Über die Raiffeisen Digital Bank AG
Hallo Herr Niewiatowski, die Raiffeisen Digital Bank AG ist ein relativ neuer Akteur auf dem europäischen Bankenmarkt. Könnten Sie die RDB kurz beschreiben (Geschäftsidee, wichtige Daten der Unternehmensgeschichte usw.) und auf Ihre bisherige Expansion in die europäischen Märkte eingehen?
Die Raiffeisen Digital Bank AG (RDB) ist eine vollständig digitale Bank, die ihre Produkte für den Privatkundenmarkt in Polen und Rumänien anbietet. Kund:innen, die sich für die RDB entscheiden, steht eine Reihe von grundlegenden Produkten zur Verfügung, die speziell darauf ausgerichtet sind, die wesentlichen Kundenbedürfnisse zu befriedigen, ohne Ablenkungen oder eine Überfülle an Funktionen.
Unser erstes Produkt in Polen, ein Barkredit, wurde im Juli 2021 eingeführt, gefolgt von unseren täglichen Bankdienstleistungen im Februar 2023. Im Juli desselben Jahres brachten wir unseren innovativen Refinanzierungskredit auf den Markt. Darüber hinaus führten wir im Jahr 2023 unser Sparkonto ein, und im März 2024 kam ein Festgeldkonto hinzu.
In 2023 konnten wir unseren Geschäftsumfang und unser Kreditportfolio um 200 % steigern und die Kundenzahl verzwölffachen.
Besonderheiten des polnischen und rumänischen Marktes
Warum haben Sie sich für den polnischen und den rumänischen Markt entschieden? Wie unterscheiden sich diese Märkte vom österreichischen Markt?
Da wir nicht auf dem österreichischen Markt aktiv sind, können wir keinen direkten Vergleich ziehen. Polen war unsere erste Wahl, weil wir hier ein großes Potenzial sahen. Polen ist nicht nur der größte Markt in der CEE-Region hinsichtlich des BIP und der Bevölkerungszahl, die polnischen Kund:innen sind in Bezug auf Finanzprodukte auch sehr anspruchsvoll.

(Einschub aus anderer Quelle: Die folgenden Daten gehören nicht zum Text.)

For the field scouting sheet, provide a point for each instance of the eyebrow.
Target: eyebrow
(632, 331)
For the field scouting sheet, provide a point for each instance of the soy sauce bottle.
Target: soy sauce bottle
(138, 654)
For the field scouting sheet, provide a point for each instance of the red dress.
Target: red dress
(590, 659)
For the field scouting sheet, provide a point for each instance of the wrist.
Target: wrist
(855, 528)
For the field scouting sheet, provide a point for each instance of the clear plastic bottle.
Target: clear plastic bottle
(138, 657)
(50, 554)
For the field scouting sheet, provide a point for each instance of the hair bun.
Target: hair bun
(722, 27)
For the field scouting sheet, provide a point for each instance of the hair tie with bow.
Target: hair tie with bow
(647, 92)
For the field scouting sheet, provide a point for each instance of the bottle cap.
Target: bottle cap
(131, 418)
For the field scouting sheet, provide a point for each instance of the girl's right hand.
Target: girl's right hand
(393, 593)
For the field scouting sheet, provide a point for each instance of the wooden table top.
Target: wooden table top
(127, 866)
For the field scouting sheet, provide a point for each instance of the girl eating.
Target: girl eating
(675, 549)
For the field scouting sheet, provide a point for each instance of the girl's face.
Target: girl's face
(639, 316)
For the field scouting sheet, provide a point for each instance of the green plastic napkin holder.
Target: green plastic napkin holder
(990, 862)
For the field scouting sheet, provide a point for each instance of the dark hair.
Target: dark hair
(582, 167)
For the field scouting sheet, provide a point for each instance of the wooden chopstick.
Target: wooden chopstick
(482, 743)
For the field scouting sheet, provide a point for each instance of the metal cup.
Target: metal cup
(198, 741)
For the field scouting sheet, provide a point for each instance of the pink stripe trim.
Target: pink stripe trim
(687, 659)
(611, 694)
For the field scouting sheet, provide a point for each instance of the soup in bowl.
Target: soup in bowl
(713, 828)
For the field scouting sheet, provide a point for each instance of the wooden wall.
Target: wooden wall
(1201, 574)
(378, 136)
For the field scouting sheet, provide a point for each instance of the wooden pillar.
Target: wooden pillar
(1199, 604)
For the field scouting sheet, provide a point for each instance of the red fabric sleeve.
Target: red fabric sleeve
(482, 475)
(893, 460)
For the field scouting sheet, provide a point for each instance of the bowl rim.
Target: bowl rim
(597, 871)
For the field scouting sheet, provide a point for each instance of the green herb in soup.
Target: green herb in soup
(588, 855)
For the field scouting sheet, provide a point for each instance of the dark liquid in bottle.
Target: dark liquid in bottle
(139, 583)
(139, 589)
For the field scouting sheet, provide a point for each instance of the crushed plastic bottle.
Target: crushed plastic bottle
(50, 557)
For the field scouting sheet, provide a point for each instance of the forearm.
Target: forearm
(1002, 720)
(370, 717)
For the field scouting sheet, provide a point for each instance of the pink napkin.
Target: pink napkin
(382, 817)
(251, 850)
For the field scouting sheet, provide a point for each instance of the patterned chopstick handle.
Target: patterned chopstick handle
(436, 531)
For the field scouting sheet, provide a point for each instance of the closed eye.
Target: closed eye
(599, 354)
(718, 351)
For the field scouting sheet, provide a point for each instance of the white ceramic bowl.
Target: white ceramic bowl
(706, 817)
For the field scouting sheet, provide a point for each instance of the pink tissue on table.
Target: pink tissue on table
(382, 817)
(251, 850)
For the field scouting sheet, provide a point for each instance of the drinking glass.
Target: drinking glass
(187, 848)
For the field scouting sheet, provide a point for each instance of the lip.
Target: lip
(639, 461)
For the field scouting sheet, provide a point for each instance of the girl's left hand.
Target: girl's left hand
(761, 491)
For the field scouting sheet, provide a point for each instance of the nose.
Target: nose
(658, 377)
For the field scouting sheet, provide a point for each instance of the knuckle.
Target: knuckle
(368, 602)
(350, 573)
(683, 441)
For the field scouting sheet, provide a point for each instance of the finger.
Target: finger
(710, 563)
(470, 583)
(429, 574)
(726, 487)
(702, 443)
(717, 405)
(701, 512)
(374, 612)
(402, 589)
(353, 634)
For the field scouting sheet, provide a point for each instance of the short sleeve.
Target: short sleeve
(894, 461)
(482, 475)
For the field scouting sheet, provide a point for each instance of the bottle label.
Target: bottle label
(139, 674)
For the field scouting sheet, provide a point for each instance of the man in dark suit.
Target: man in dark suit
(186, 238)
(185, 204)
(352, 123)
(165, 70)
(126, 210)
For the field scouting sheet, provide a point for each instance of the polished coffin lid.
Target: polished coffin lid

Daten belegen[1], dass polnische Banken zu den weltweit am stärksten digitalisierten Banken zählen, sodass die Messlatte hier auf dem Markt sehr hoch liegt. Die Polen sind an Finanzinnovationen gewöhnt und die Umstellung auf FinTech-Lösungen läuft gut – diese wirtschaftlichen und verhaltensbezogenen Faktoren haben unsere Entscheidung beeinflusst, zuerst in diesen Markt einzusteigen.
Unsere bisherige Präsenz auf dem polnischen Markt hat uns geholfen, unsere Produkte signifikant zu verbessern, was bestätigt, dass unsere ursprüngliche Hypothese richtig war. Die Erfahrungen auf dem polnischen Markt waren und sind für uns eine sehr aufschlussreiche Lektion.
Ähnliche Gründe führten uns nach Rumänien – es ist der zweitgrößte Markt in Mittel- und Osteuropa, und auch die Rumänen bevorzugen FinTech-Lösungen als Ergänzung zu ihrer Hauptbankverbindung.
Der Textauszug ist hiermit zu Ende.